- Born: Alfred Airey 25 May 1909 Newcastle-upon-Tyne, England
- Died: 1 October 2000 (aged 91) Leichhardt, Sydney, Australia
- Other name: Jack Blake
- Notable work: Revolution from Within: A Contemporary Theory of Social Change (1971)
- Political party: Communist Party of Australia
- Spouse: Audrey Elsie Blake

= John David Blake =

John David Blake (1909–2000) was a trade union organiser, newspaper editor, and a high ranking personality within the Communist Party of Australia.

== Background ==
He was born on the 5 May 1909 in Newcastle upon Tyne as "Alfred Airey". Later in life he changed his name to "John David Blake" by deed poll, but went more commonly by the name Jack Blake.
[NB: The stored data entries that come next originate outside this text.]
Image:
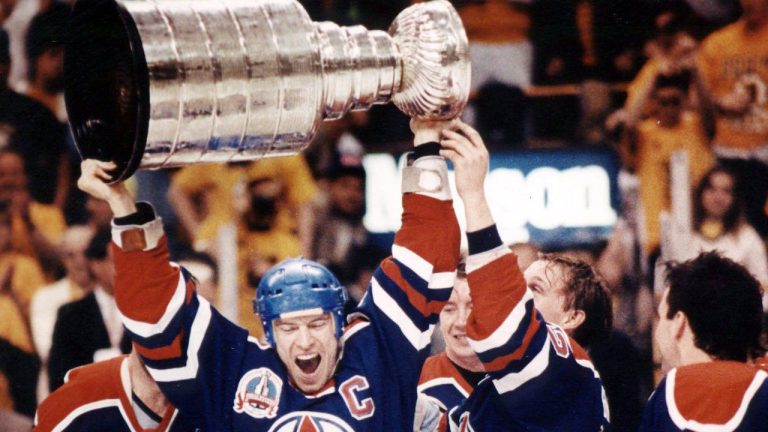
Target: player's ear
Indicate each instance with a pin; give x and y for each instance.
(679, 323)
(573, 319)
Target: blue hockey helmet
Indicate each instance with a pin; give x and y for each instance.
(294, 285)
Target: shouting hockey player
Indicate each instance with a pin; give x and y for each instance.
(710, 319)
(313, 374)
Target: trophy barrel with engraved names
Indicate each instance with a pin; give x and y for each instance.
(162, 83)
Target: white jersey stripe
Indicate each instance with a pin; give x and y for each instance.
(417, 264)
(443, 280)
(197, 334)
(513, 380)
(389, 306)
(685, 424)
(146, 330)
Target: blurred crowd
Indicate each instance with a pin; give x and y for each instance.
(668, 85)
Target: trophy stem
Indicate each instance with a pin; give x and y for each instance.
(360, 68)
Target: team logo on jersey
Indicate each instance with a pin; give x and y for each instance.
(559, 340)
(258, 393)
(310, 421)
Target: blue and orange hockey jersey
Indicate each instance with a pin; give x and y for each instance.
(442, 382)
(538, 378)
(97, 398)
(224, 380)
(719, 396)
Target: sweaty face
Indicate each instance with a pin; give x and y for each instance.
(348, 195)
(453, 325)
(754, 11)
(669, 105)
(717, 197)
(308, 347)
(546, 281)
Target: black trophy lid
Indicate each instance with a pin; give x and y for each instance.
(106, 85)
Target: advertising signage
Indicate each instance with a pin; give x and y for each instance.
(554, 198)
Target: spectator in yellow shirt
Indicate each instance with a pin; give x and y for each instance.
(649, 144)
(205, 197)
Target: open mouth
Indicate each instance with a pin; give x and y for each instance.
(308, 363)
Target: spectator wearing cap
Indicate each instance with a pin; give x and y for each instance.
(89, 330)
(48, 161)
(35, 227)
(20, 276)
(339, 229)
(648, 145)
(46, 302)
(34, 132)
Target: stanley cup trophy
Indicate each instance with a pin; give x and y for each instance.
(160, 83)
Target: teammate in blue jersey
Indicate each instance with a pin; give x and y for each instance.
(537, 377)
(312, 374)
(710, 319)
(566, 292)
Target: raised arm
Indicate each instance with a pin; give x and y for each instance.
(189, 348)
(503, 321)
(527, 359)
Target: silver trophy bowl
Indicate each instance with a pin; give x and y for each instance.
(161, 83)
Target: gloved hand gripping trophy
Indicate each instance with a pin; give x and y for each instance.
(159, 83)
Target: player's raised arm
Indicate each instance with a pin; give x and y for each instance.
(527, 360)
(179, 335)
(410, 287)
(502, 307)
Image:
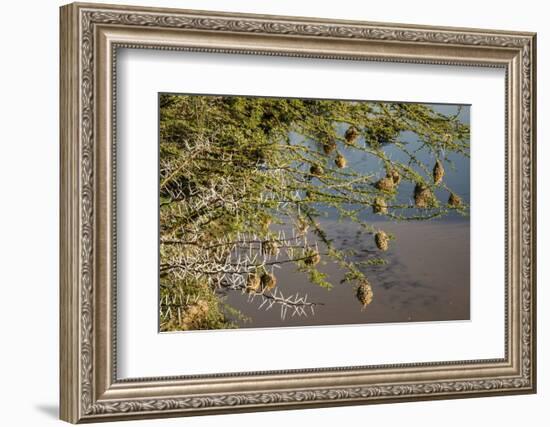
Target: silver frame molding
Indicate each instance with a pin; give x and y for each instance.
(90, 36)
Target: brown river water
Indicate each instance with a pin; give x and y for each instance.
(427, 278)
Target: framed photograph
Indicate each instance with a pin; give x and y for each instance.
(266, 212)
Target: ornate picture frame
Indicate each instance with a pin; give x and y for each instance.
(90, 37)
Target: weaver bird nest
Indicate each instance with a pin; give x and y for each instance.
(253, 282)
(312, 258)
(329, 146)
(438, 172)
(364, 293)
(340, 161)
(454, 200)
(351, 135)
(382, 240)
(268, 281)
(394, 175)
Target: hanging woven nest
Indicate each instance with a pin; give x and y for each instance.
(379, 206)
(253, 282)
(351, 135)
(394, 175)
(438, 172)
(329, 146)
(340, 161)
(302, 225)
(385, 184)
(382, 240)
(270, 248)
(268, 281)
(316, 170)
(265, 221)
(423, 196)
(454, 200)
(364, 293)
(312, 258)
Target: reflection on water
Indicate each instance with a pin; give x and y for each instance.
(427, 279)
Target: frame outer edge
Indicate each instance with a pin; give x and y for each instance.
(78, 403)
(533, 210)
(69, 355)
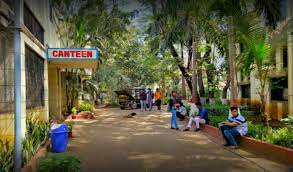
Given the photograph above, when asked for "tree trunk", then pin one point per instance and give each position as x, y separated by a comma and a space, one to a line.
194, 71
189, 62
200, 83
182, 78
232, 55
183, 70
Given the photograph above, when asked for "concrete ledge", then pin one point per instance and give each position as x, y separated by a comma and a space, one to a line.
270, 151
31, 166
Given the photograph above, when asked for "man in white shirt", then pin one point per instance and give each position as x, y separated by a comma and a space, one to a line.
181, 112
236, 125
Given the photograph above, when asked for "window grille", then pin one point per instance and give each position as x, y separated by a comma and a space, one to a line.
34, 75
32, 24
6, 78
245, 91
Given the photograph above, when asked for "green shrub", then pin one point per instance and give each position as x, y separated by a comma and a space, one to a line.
37, 133
86, 107
288, 122
257, 131
113, 101
282, 136
217, 109
59, 162
216, 119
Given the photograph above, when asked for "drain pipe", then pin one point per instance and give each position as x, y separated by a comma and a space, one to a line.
17, 88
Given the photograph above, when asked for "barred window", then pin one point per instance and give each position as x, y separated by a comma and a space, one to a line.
6, 77
279, 87
31, 22
34, 75
245, 90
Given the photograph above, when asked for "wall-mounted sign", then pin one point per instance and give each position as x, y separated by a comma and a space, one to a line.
72, 54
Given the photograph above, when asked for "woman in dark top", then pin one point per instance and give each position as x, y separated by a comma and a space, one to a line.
174, 103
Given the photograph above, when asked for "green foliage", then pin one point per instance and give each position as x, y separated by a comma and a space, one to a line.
216, 119
165, 100
86, 107
288, 121
74, 110
217, 109
282, 137
36, 136
6, 156
37, 133
257, 131
59, 162
187, 107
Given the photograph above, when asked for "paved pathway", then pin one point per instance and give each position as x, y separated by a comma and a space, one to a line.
111, 143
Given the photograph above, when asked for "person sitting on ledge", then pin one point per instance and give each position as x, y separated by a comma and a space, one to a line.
236, 125
201, 118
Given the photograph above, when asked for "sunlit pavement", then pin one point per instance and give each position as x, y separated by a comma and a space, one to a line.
145, 143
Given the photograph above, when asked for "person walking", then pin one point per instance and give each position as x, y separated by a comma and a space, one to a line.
143, 97
236, 125
174, 104
201, 118
158, 97
150, 96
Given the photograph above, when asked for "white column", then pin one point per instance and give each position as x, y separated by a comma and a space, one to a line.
290, 72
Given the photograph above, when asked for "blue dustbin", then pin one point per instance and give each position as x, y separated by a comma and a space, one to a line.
59, 139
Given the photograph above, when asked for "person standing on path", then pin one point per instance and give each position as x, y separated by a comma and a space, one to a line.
158, 97
150, 96
143, 97
202, 117
174, 103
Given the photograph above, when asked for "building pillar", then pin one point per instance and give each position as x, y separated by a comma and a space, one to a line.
54, 92
290, 72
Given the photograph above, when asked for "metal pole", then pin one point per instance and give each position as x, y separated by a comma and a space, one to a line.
17, 90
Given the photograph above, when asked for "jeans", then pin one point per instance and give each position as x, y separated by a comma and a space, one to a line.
229, 133
143, 104
197, 121
151, 104
174, 119
158, 102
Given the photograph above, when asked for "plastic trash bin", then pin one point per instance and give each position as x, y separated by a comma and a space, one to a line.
59, 138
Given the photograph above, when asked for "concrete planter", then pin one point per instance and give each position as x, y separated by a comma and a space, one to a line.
271, 151
31, 166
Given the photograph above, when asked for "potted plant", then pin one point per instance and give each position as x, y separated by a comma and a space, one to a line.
55, 162
70, 125
74, 112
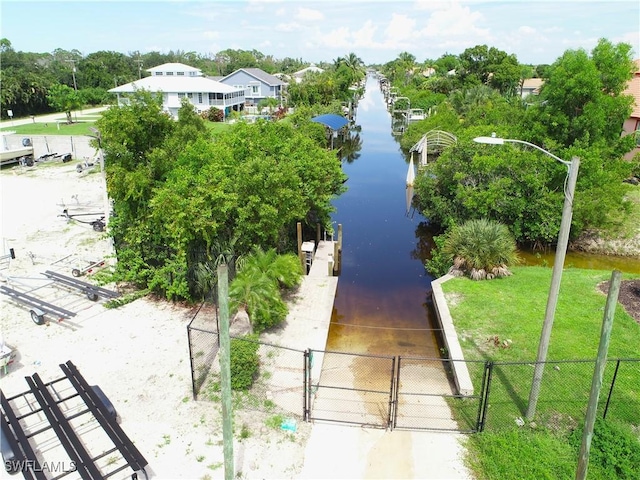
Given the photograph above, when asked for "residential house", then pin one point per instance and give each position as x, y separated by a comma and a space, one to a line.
530, 86
299, 75
177, 81
256, 83
631, 126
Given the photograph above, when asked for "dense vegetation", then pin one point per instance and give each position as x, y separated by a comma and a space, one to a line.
579, 112
500, 321
181, 200
27, 78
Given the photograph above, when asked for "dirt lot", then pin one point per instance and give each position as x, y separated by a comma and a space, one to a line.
628, 297
138, 353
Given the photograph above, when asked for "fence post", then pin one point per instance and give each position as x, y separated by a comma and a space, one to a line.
225, 372
613, 382
596, 383
484, 396
193, 373
305, 386
393, 393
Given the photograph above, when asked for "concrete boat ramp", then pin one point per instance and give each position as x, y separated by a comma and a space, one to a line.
340, 451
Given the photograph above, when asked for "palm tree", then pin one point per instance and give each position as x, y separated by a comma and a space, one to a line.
256, 287
284, 270
482, 249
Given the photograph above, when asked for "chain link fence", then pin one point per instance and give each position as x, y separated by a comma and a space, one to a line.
411, 393
564, 394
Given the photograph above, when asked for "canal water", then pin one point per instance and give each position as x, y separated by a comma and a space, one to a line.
383, 297
383, 302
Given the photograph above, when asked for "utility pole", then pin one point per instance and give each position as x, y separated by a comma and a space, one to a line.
225, 370
73, 73
596, 383
554, 291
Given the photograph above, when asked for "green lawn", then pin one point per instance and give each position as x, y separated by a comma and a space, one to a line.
51, 128
489, 313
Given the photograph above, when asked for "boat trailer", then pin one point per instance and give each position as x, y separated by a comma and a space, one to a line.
98, 224
66, 426
39, 307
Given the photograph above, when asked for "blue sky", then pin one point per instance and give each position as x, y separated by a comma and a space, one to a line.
536, 31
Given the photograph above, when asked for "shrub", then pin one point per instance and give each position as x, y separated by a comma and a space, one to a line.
440, 262
244, 362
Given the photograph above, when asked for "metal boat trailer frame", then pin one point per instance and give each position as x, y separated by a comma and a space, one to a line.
39, 308
55, 405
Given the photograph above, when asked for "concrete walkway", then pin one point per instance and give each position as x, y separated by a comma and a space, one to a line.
51, 117
335, 451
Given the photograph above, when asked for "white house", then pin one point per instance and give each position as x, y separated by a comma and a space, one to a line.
299, 75
531, 86
177, 81
257, 84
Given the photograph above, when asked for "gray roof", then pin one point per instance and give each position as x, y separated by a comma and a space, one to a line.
260, 75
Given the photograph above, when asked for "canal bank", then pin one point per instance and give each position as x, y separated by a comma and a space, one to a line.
382, 304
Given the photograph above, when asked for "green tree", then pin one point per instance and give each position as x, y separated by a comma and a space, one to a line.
582, 100
178, 196
481, 249
257, 287
65, 99
490, 66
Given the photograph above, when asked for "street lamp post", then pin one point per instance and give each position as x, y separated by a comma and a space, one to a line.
561, 250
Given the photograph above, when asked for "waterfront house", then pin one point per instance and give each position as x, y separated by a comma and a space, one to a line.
256, 84
176, 81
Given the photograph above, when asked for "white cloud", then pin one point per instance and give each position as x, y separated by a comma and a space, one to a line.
308, 14
399, 29
455, 21
288, 27
365, 36
211, 35
433, 5
526, 30
338, 38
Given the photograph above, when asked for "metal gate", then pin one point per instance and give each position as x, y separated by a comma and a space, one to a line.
426, 399
392, 392
350, 388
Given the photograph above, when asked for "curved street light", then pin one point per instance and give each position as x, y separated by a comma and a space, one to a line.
558, 264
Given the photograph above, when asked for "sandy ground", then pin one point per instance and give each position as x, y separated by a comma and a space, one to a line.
138, 353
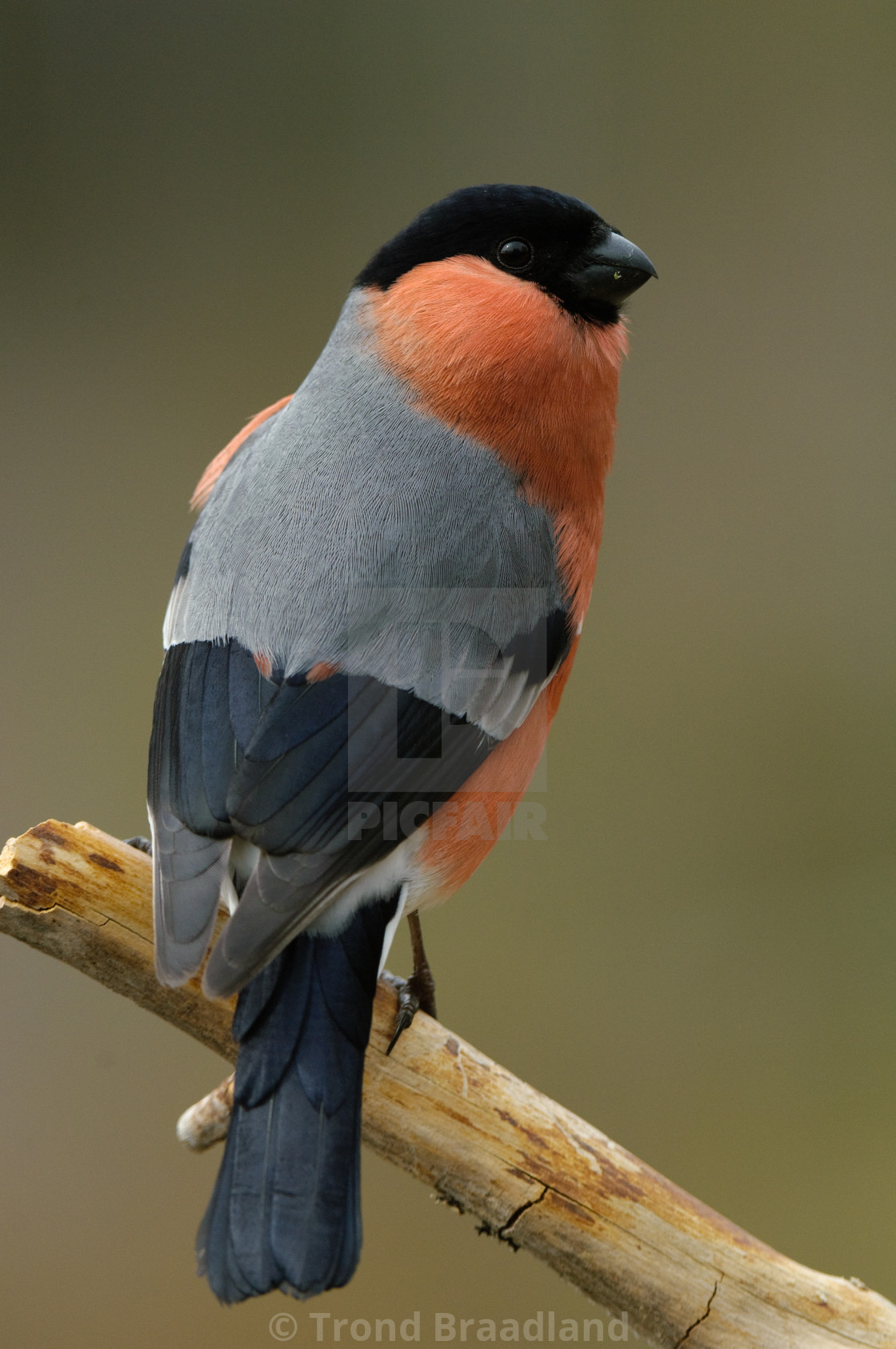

He and his family migrate from England to Australia in 1922 where Blake would spend the rest of his life. Between 1923 and 1930 he worked in the State coalmine at Lithgow, New South Wales where he was an active trade unionist.

== Activism ==
During the 1930s he was a graduate of the Soviet Union's (USSR) International Lenin School, and travelled extensively across the USSR during the same decade. He was also married to the communist activist and trade unionist Audrey Elsie Boyd (1916–2006), and was also an editor for the communist party newspaper, Workers’ Voice (later renamed Guardian).

In 1940 his house was raised by the Commonwealth Investigation Branch who seized 140 books from his house. In the early 1950s a spy working for the Australian Security and Intelligence Organization, noted that Blake was one of the central figures in the leadership of the Communist Party of Australia.

Later in life he was awarded a research grant which led to the creation of his book Revolution from Within: A Contemporary Theory of Social Change (1971).

== Additional sources ==

- Phillip Deery. The Sickle and the Scythe: Jack Blake and Communist Party ‘Consolidation’, 1949–56. Labour History: A Journal of Labour and Social History. Number 80.